Where’d the second letter “k” in “knock” go? Its absence gave the effort a delightfully homemade feel. Meanwhile, the boxing theme was likely inspired by a nearby statue of Boston welterweight Tony DeMarco, which sits just across the street from the CVS store in question. Here it is on Google Maps:

CVS and Tony DeMarco StatueLeft Circle: CVS Store #1900; Right Circle: Tony DeMarco Statue
[Photo credit: Google Maps Street View]

Finding two different handmade signs in two CVS stores multiple miles apart seemed like quite a coincidence. I began to suspect something was up, and immediately headed over to the other CVS near my house (Store #4666) to see if they had a similar sign. However, a quick look around that store turned up nothing. I left thinking that perhaps it was mere chance that the first two stores were advertising flu shots in similar fashion.

It took a few days, but that line of reasoning was eventually shot down at the Porter Square CVS (Store #717). While contemplating the rather alarming frequency with which I was finding myself inside CVS stores, I stumbled on a third handmade sign:

Don't get sidelined by the flu / Tackle it with a flu shot todayCVS Store #717

This sign was bizarrely hung at about hip level, and the legibility was not great, but it did contain an impressive amount of detail. Given the end zone markings, we can surmise that “The Flu” is squaring off in some sort of football bowl game against “CVS Pharmacy”. Zooming in on the center of that image enables us to see some rather crooked play.

Caped pharmacist with needle taking down a flu player
In the words of The Tick, that’s dirty pool!

That pharmacist appears to have used a massive needle to take down his opponent. That’s surely a flag for unsportsmanlike conduct, if not grounds for outright ejection. The pharmacist also appears to be wearing a cape, which is an extremely inadvisable choice of uniform for football.

Once I saw this third sign, I was certain I’d find more at other stores. That very day, I visited several additional locations to document more of these signs. I don’t have a lot going on in my life.

Don't get sick as a dog! Get a flu shot todayCVS Store #1022

This sign loses a few points for being hung way at the back of the store, but gets them back because it was in the pharmacy waiting area, where people are sure to have time to notice it. It also earns bonus points for the use of a cute dog.

Don't get caught! Get the shot!CVS Store #25

Speaking of cute, this little flu guy is adorable, and helpfully labeled to boot. I’m not entirely convinced I shouldn’t let him catch me.

Spread the word, not the fluCVS Store #1012

This sign’s lack of any real art made it a little bland beyond its bright colors. However, the inclusion of the coupon in the bottom right is intriguing.
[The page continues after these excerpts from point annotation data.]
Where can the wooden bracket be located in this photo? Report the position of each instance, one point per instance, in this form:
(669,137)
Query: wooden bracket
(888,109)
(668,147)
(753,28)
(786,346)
Are there people out there who wouldn’t normally bother to get a flu shot, but will change their minds if offered a $5 off coupon for their CVS purchase of $25 or more? Probably!

Get your flu shot at your favorite spot with your local CVS crewCVS Store #260

CVS Store #260 was easily the smallest I visited, and they had a correspondingly tiny sign. Rather than a large sheet of poster board, this is a single 8.5″x11″ sheet of paper. Despite its cramped quarters, the store does offer a photo printing center which these smiling pharmacists no doubt used. This is a decent quick and dirty effort, but there’s a lot of text, and those hashtags are absolute trash.
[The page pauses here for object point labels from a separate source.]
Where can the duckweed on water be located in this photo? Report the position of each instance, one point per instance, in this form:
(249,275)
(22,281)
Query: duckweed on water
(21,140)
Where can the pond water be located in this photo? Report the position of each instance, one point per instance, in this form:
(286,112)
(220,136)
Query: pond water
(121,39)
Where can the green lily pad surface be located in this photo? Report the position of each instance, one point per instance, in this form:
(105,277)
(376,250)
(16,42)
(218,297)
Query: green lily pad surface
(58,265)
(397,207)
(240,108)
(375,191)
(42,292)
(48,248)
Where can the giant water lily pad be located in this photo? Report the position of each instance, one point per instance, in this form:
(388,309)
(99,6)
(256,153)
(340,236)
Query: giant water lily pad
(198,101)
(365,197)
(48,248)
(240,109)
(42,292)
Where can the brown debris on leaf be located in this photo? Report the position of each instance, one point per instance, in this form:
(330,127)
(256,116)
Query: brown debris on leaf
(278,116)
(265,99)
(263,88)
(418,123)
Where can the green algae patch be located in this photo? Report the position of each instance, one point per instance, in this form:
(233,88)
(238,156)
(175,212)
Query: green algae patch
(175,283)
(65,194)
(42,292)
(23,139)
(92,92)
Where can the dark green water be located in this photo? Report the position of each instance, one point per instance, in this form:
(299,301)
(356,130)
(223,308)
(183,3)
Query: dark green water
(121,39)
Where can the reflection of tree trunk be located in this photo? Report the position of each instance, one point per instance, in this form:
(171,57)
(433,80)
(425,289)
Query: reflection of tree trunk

As I headed home after a long day of visiting pharmacies, I passed by that second CVS near my house, Store #4666. Coming in through a different entrance, I saw this:

Spread the word, not the fluCVS Store #4666

I don’t know how I missed it the first time through. It’s possible they’d spent extra hours (or even days) working on the details of that needle, and hadn’t yet posted it when I came by on my earlier visit. Either way, it was now obvious that every nearby store had a sign touting flu shots, and that no two of them were alike.

Conclusions

After tracking down these eight signs, I’ve come to two conclusions. First, it seems certain that CVS issued a directive that their stores advertise the availability of flu shots, but chose not to provide any official signage to display. Did this memo suggest making the signs with materials on hand? Was there a budget which would be reimbursed? Or even a time challenge? If we’re lucky, some reader out there will clue us all in to the exact details.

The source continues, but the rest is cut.